February 8, 2021
Home prices finish out 2020 by surpassing expectations as low supply continues to drive the market. Meanwhile, the rush to take advantage of historically low interest rates causes mortgage applications to spike at the end of January. We take a closer look at the top real estate market news This Week in Real Estate.
* Home Prices Topple Expectations, Surging at the End of 2020. National home prices increased 9.2% year over year in December 2020, according to the latest CoreLogic Home Price Index (HPI) Report. Home price growth in 2020 started off at a modest 4.3% rate in the first quarter, but as the pandemic limited supply throughout 2020, home price growth picked up, ending the year with an increase of 8.3% for the fourth quarter. CoreLogic analyzes four individual home-price tiers that are calculated relative to the median national home sale price. Home price growth accelerated for all four price tiers in 2020 to the highest rates since 2013 for the two middle-price tiers and since 2006 for the high- and low-price tiers. The lowest price tier increased 13% year over year in December 2020, compared with 11% for the low- to middle-price tier, 10.4% for the middle- to moderate-price tier, and 9.5% for the high-price tier.
* Mortgage Applications Spike 8 Percent in Late January. According to the Mortgage Bankers Association’s latest Weekly Mortgage Applications Survey for the week ending January 29, 2021, U.S. mortgage applications increased 8.1 percent from one week earlier. The Market Composite Index, a measure of mortgage loan application volume, increased 8.1 percent on a seasonally adjusted basis from one week earlier. The Refinance Index increased 11 percent from the previous week and was 59 percent higher than the same week one year ago.

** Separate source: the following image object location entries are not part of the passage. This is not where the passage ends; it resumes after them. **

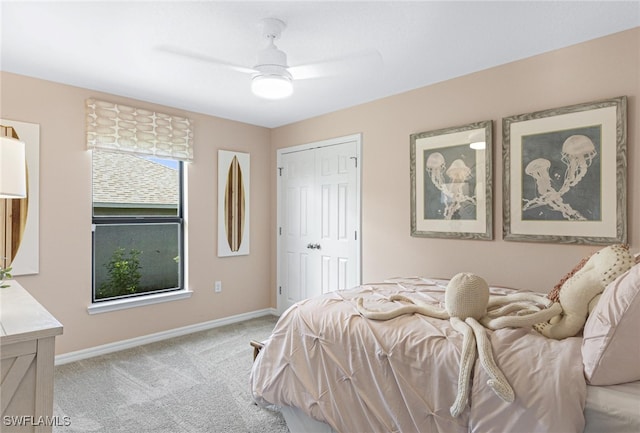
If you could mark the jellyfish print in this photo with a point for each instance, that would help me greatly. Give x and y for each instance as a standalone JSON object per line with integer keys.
{"x": 435, "y": 169}
{"x": 547, "y": 195}
{"x": 577, "y": 153}
{"x": 454, "y": 191}
{"x": 459, "y": 173}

The unadjusted Purchase Index increased 8 percent compared with the previous week and was 16 percent higher than the same week one year ago. “After increasing for three consecutive weeks, the 30-year fixed mortgage rate dropped 3 basis points to 2.92 percent. The one-week reversal in the recent upswing in rates drove an increase in both conventional and government refinance activity, as borrowers continue to lock in these historically low rates. MBA’s refinance index hit its highest level since March 2020 and jumped 60 percent year-over-year,” said Joel Kan, MBA’s Associate Vice President of Economic and Industry Forecasting.
Full Story… https://www.worldpropertyjournal.com/real-estate-news/united-states/washington-dc-real-estate-news/real-estate-news-mortgage-bankers-association-weekly-mortgage-applications-survey-january-2021-mortgage-applications-data-12356.php
* Residential Construction Spending Grew by 11.8% in 2020. Residential spending, which increased significantly on a percentage basis in the public sector although the dollar amount remained relatively small, was an aggregate of $616.169 billion for the year, an 11.8 percent increase from 2019. Residential spending on behalf of the private sector in December was at an annualized rate of $691.000 billion, with $365.032 billion accounted for by single-family construction. Another $91.369 was spent on constructing units in building with five or more. The months total residential construction was at a rate that was 3.1 percent higher than in November and 20.7 percent higher year-over-year. Single family spending was 5.8 percent and 23.5 percent higher than the two earlier periods. public sector spending on residential construction rose significantly in 2020 to a total of $8.576 billion. This is a 32.1 percent change from the $6.493 billion spent in 2019.